Zusammenfassend wäre nun zu sagen, dass der Fan eines anständigen Burgers inzwischen mehrere Ziele in Kiel findet, was ja eine gute Nachricht ist. Wäre das vor Jahren schon so gewesen, wer weiß, vielleicht wäre John Rapaglia dann auch heute noch mit Meeresforschung beschäftigt.

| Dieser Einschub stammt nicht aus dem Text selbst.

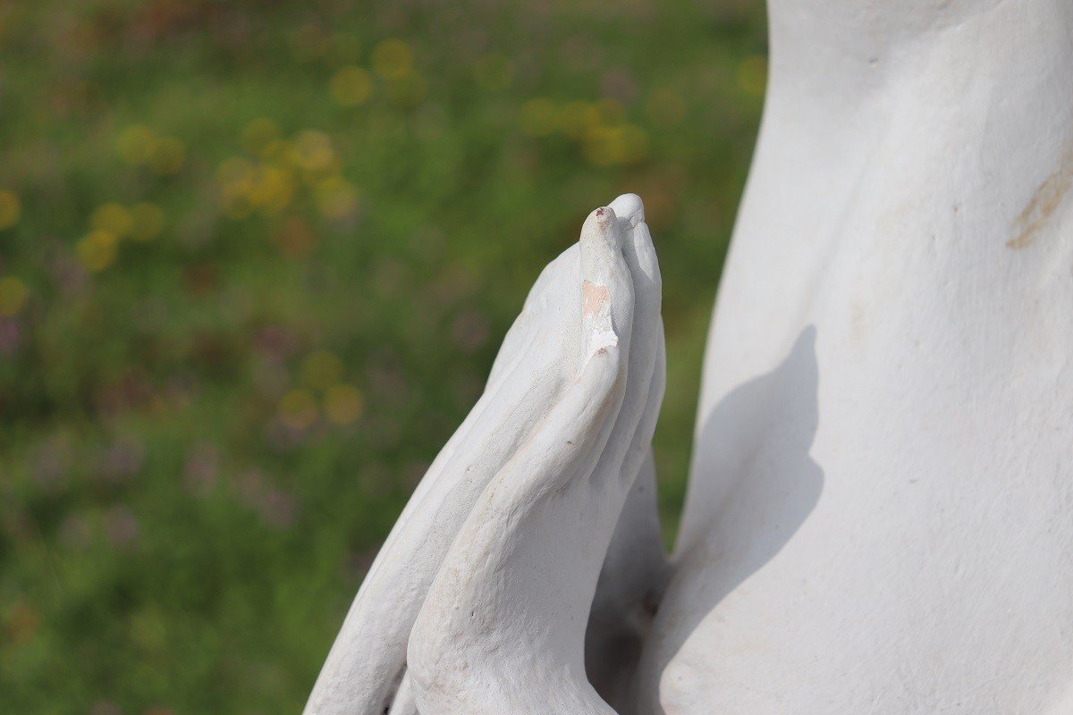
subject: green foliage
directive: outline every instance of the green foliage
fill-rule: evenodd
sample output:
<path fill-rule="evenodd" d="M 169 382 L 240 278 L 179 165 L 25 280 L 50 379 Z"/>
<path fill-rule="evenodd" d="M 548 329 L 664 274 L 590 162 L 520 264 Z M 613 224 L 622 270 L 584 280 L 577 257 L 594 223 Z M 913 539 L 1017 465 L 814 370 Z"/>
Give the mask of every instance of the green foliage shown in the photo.
<path fill-rule="evenodd" d="M 627 191 L 673 533 L 762 8 L 499 4 L 0 4 L 0 712 L 298 712 L 528 286 Z"/>

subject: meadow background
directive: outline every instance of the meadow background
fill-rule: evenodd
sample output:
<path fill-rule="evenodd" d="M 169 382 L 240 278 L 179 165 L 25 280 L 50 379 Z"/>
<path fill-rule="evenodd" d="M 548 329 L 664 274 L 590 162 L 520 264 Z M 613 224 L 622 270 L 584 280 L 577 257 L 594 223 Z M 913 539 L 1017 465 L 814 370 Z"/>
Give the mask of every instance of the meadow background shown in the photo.
<path fill-rule="evenodd" d="M 668 540 L 760 0 L 0 1 L 0 713 L 297 713 L 540 269 L 641 194 Z"/>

Aber für den wirklichen Burger-Puristen, Kenner und Feinschmecker kann es zumindest in Kiel bis dato nur EINEN geben: „John´s Burgers“ nämlich, und hier auch eigentlich nur den reinen Beef-Burger, den „Hüttener“-Burger, sei es in der Stammzelle in der Gutenbergstraße, in der kleinen „Box“ am Blücherplatz oder frisch vom Truck, wenn er ihn denn findet.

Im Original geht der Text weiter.